Sem ter sido professor da "Universidade de Catambor" ou ter frequentado a Ecole de Hautes Etudes des Sciences en Sociales de Paris, qualquer aprendiz de sapateiro da era pós-moderna concluirá que, no plano político, económico e social, os moldes do século XX hoje estão completamente em desuso.

Mas, concluirá também, que a insistência no seu recurso ao longo de dezena de anos de (des)governação, tem-nos levado a dar passos maiores do que a perna...

Ter alfaiates com noção de espaço fora da medida, por aqui, não é problema. E calçar um sapato mais comprido do que o tamanho do pé, por aqui também não é de agora.

As passadas em descompasso vêm de longe.
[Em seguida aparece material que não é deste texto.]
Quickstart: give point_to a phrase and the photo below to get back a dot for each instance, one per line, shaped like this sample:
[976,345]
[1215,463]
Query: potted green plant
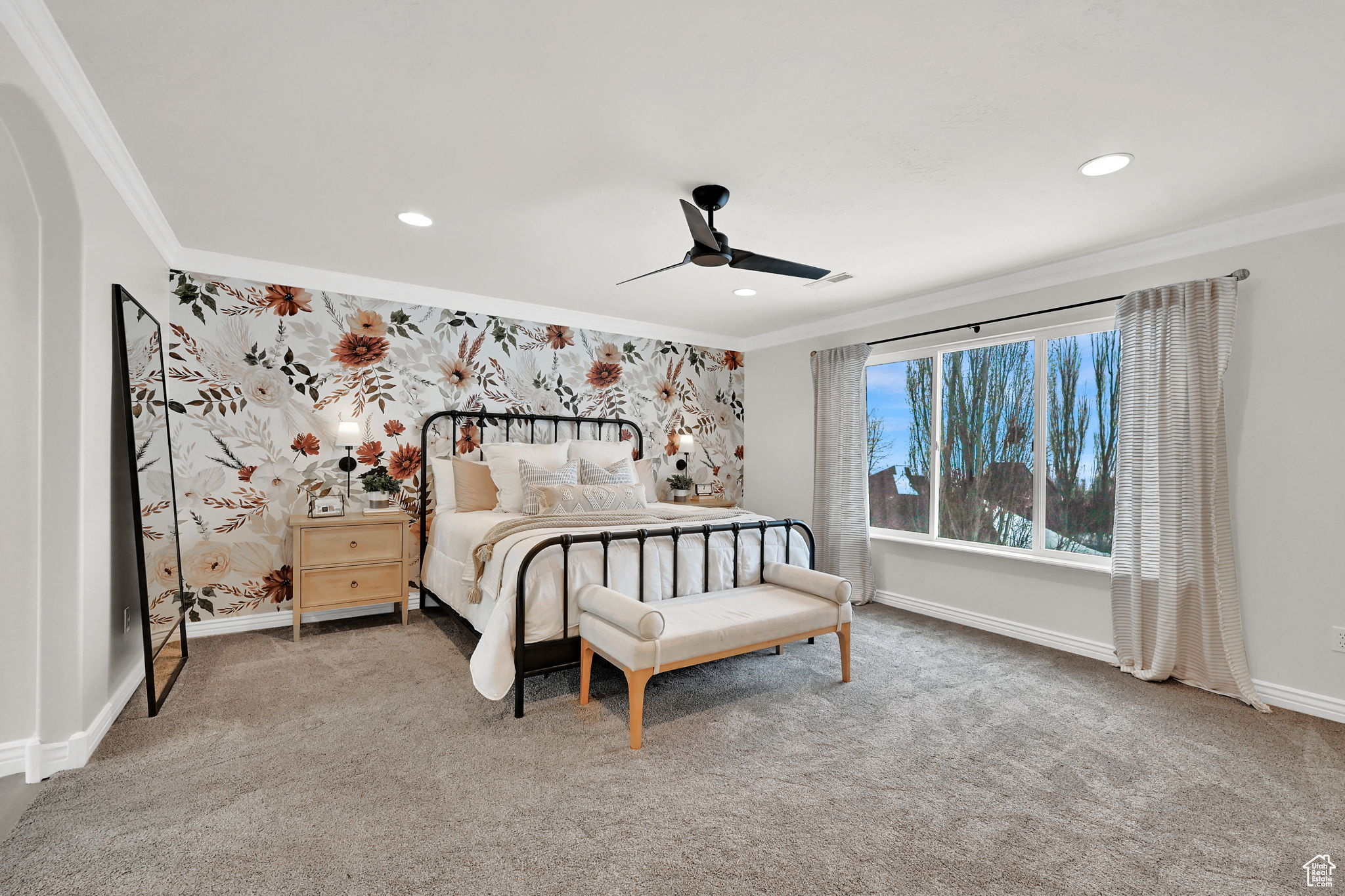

Lembro-me de um tempo de um dia 21 de Maio de 1977, em que, em pleno Pavilhão da Cidadela Desportiva abarrotado de militantes do MPLA, Agostinho Neto apresentava à plateia um grande combatente anti-colonial - Carlos Rocha, "Dilolwa" - que, "apesar de ser um pouco preguiçoso", era um dos "melhores economistas de África"...

O que Agostinho Neto não disse foi que experiência o seu antigo companheiro - mais tarde ostracizado - cultivara na Europa ou na guerrilha para dirigir uma das economias mais pujantes do continente, 14 anos depois de ter regressado a um país que mal conhecia...

Sabem o que é que nos aconteceu?

Passámos a nivelar a sociedade por baixo e nunca mais nos conseguimos diferenciar. E ainda houve um tempo para querer adoptar uma proletarização generalizada da sociedade...

Noutro extremo da contenda, para acabar com o racismo, exigia-se aos gritos na nossa "praça vermelha" que os brancos, ao lado dos pretos, passassem a varrer as ruas.

Sabem o que é que aconteceu?

Os brancos, na sua maioria, foram embora, mas o racismo, em vez de desaparecer, passou a tresmalhar-se em várias cores...

A pátria mudou de propriedade, mas as diferenças entre uma classe social, a classe dos novos oligarcas - a única que tinha estatuto para ter "classe" - e o resto nunca foi tão obscenas como agora...

A chegada de um novo regime político fez mudar, em várias áreas, os tempos e as vontades. Herdeiros de passos trocados no domínio do ensino superior, passámos a prestar vénias às universidades de vão de escada que, sem qualquer substracto pedagógico, andam agora a despejar para o mercado de trabalho um exército de licenciados que, sem quaisquer aptidões, não consegue enfrentar os mais elementares desafios profissionais.

A troca de passos também chegou ao poder judicial. Aqui, o Tribunal Constitucional chumbou o PRAJA como designação do partido de Abel Chivukuvuku por alegadamente se poder confundir com PRJA, a Comissão Instaladora de um partido extinto em 2006...

Esqueceu-se, porém, de fazer o mesmo com a ARDA - um parónimo de ADRA cuja designação começa exactamente pela mesma palavra - acção.

A oficialização da ARDA vem assim lançar uma clara e desnecessária névoa de confusão entre esta e a ADRA - Acção para o Desenvolvimento Rural e Ambiente, uma das mais credíveis e prestigiadas Organizações Não-Governamentais que actuam em Angola há 30 anos. Com boa vontade o passo não poderia ter sido travado?

A viagem em passos trocados das nossas instituições não pára, porém, por aqui. Na saúde, a força do marketing político ao remeter para a clandestinidade a contaminação comunitária que se faz sentir a luz do dia, ergue-nos solenemente perante o mundo como um dos países proporcionalmente com mais ventiladores do que testes realizados.